LA BATAILLE DES BEDAINES, SANS DRAME

Article de Michel Bourassa

 

Une version locale et animale de la fameuse bataille des Plaines d'Abraham s'est déroulée dans la cour arrière et les champs entourant mon domicile, à l'époque (début 1990) inhabités et surtout déserts.  Le tout débute après le repas du midi, sous un ciel nuageux, avec l'arrivée de sept Perdrix grises dessous les mangeoires de maïs concassé, picorant avec appétit et dans une quiétude de tous les instants mais ça ne durera pas, même si elles sont des habituées des lieux.

En effet, je vois au loin, un autre groupe de Perdrix grises, celui-ci beaucoup plus imposant, soit vingt-cinq membres bien comptés, s'avançant lentement mais sûrement dans une neige épaisse et molle due à la tempête de la veille et s'orientant, elles aussi, vers les mangeoires.  Lorsque les sept perdrix aux mangeoires sont dans le champ de vision du chef de la troupe, il s'immobilise, se retourne vers les autres, lesquelles demeurent sur place, à mi-corps dans la neige, au sous-bois qu'elles ont emprunté dans leur progression, tout en laissant avancer seul le mâle dominant; l'inévitable se prépare, soit la confrontation car, au même moment, le mâle des sept se rend compte de leur présence et par quelques cris stridents d'alerte, il ordonne aux six autres congénères de s'enneiger jusqu'au cou:  c'est captivant comme situation.

Le chef des vingt-cinq s'amène à toute allure et s'arrête brusquement, face à son homologue, attendant patiemment un geste, tout en vociférant des menaces par des cris répétés et puissants, ce que l'adversaire imite et, les deux avancent l'un vers l'autre, presque en même temps, tout en tournant et s'intimidant, la bedaine à l'avant et feignant des coups de bec au corps et soudain, le chef des vingt-cinq fonce sur le dominant des sept et c'est parti:  quelques coups ventre à ventre, sans conséquence, mêlés de sauts avec ailes ouvertes et tout à coup, le mâle dominant des sept décide de s'enfuir en contournant le coin droit de la maison avec l'autre à sa poursuite.

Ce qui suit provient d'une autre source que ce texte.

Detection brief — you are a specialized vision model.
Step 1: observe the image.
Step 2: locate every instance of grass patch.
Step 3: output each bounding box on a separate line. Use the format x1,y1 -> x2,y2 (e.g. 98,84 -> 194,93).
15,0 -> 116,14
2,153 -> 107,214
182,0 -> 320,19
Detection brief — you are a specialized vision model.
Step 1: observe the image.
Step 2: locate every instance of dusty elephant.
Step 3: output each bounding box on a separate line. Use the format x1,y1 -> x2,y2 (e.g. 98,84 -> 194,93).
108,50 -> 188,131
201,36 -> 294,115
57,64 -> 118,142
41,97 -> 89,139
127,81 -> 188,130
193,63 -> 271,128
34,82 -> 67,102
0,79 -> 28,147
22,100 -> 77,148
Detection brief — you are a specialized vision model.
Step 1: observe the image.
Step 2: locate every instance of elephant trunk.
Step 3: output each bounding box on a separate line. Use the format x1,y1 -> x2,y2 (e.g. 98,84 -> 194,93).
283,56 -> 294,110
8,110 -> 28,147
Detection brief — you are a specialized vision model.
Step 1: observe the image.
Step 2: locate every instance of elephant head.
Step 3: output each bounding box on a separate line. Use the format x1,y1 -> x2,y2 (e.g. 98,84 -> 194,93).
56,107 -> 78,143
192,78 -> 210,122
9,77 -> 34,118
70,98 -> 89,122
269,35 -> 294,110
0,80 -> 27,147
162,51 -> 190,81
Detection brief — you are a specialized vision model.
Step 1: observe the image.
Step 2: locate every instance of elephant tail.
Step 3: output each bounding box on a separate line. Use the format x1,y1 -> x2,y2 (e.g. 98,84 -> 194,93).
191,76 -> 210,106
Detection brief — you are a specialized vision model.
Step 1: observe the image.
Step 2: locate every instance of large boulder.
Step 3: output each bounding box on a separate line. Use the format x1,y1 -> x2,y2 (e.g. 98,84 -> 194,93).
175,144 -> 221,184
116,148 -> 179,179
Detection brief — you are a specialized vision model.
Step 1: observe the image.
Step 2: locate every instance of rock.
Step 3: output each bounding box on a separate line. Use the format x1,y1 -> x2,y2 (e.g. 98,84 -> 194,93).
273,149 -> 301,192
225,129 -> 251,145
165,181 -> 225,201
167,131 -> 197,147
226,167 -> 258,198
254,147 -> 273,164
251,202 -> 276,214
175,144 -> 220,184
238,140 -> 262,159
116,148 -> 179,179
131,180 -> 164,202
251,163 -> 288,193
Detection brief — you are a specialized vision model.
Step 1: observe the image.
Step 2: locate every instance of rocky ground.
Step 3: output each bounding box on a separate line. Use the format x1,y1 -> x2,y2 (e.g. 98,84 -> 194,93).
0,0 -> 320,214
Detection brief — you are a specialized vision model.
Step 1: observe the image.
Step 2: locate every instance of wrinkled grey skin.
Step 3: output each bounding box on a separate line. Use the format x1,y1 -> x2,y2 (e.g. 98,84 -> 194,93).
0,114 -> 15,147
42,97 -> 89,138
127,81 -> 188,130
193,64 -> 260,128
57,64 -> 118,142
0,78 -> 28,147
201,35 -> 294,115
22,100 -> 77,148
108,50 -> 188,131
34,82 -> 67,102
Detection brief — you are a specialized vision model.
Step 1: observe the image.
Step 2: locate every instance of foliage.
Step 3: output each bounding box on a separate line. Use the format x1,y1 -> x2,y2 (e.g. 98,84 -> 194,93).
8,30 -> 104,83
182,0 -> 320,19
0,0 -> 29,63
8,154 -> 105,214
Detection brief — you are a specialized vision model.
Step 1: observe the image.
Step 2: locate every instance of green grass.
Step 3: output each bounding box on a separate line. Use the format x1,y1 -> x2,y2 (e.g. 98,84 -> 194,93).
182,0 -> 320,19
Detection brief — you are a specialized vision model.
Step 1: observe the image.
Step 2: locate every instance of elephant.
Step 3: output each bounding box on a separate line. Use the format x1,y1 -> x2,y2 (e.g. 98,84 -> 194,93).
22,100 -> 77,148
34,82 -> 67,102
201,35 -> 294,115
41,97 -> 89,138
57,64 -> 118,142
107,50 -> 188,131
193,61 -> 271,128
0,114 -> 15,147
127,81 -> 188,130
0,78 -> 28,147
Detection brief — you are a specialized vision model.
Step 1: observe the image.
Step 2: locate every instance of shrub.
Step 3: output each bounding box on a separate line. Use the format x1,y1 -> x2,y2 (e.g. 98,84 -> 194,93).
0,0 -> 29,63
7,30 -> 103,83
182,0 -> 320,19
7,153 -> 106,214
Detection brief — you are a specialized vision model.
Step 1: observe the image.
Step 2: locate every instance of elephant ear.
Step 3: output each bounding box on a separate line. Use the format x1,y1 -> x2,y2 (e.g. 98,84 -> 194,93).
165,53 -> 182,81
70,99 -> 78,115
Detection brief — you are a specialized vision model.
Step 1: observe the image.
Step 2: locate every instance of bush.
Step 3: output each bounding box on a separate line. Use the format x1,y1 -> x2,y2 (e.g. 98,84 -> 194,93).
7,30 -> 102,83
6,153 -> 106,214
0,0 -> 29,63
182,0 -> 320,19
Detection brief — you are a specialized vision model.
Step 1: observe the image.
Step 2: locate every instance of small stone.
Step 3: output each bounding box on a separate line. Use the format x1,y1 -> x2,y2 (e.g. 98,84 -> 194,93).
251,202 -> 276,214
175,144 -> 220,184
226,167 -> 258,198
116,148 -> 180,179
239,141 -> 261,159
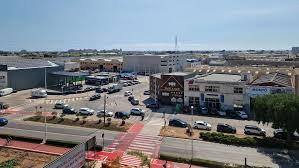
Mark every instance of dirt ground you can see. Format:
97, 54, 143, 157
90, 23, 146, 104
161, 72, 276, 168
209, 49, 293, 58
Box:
0, 147, 57, 168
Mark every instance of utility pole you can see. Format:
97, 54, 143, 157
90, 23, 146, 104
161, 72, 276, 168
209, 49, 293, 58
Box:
104, 94, 106, 126
190, 106, 193, 160
40, 106, 48, 144
45, 67, 47, 90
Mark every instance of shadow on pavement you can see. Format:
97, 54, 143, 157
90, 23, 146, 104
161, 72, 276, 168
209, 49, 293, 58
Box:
257, 148, 299, 168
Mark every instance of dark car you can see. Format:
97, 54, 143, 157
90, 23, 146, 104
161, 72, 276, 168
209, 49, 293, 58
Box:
62, 107, 76, 114
217, 123, 237, 134
128, 96, 134, 101
168, 119, 188, 128
273, 129, 299, 141
89, 94, 101, 101
114, 111, 130, 119
146, 103, 159, 108
0, 102, 9, 109
0, 118, 8, 126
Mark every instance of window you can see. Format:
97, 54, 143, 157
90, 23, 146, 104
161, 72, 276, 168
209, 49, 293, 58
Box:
189, 97, 199, 107
205, 86, 220, 92
234, 87, 243, 93
189, 85, 200, 91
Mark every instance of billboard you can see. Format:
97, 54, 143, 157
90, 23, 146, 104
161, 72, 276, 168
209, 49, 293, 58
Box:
246, 86, 271, 97
44, 142, 85, 168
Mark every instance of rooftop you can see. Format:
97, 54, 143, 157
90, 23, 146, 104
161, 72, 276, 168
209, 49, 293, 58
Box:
0, 57, 58, 70
195, 74, 241, 82
251, 72, 292, 87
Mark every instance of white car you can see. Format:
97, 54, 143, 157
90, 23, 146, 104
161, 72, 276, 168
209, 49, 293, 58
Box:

Ce combat de pouvoir dure au moins quinze minutes par plusieurs allers et retours autour du domicile, en passant entre les groupes de perdrix, en attente de la fin des hostilités.  D'une fenêtre à l'autre, j'assiste à cette querelle qui connaît enfin son dénouement par l'abandon du mâle des sept, lequel va rejoindre les six membres de sa famille pour quitter rapidement la cour pendant que le gagnant, le chef du groupe des vingt-cinq, lance un cri les invitant à s'approcher des mangeoires pour s'alimenter dans le calme, depuis peu, revenu.

Cette bataille a eu au moins un avantage sur celle des Plaines d'Abraham, c'est qu'il n'y a pas eu d'effusions de sang et encore moins, de morts; très très intéressant en tant que spectateur.  La paix s'installe dans les jours suivants car la troupe des sept vient manger à la levée du jour et celle des vingt-cinq, vers l'heure du midi, à la satisfaction de toutes les Perdrix grises.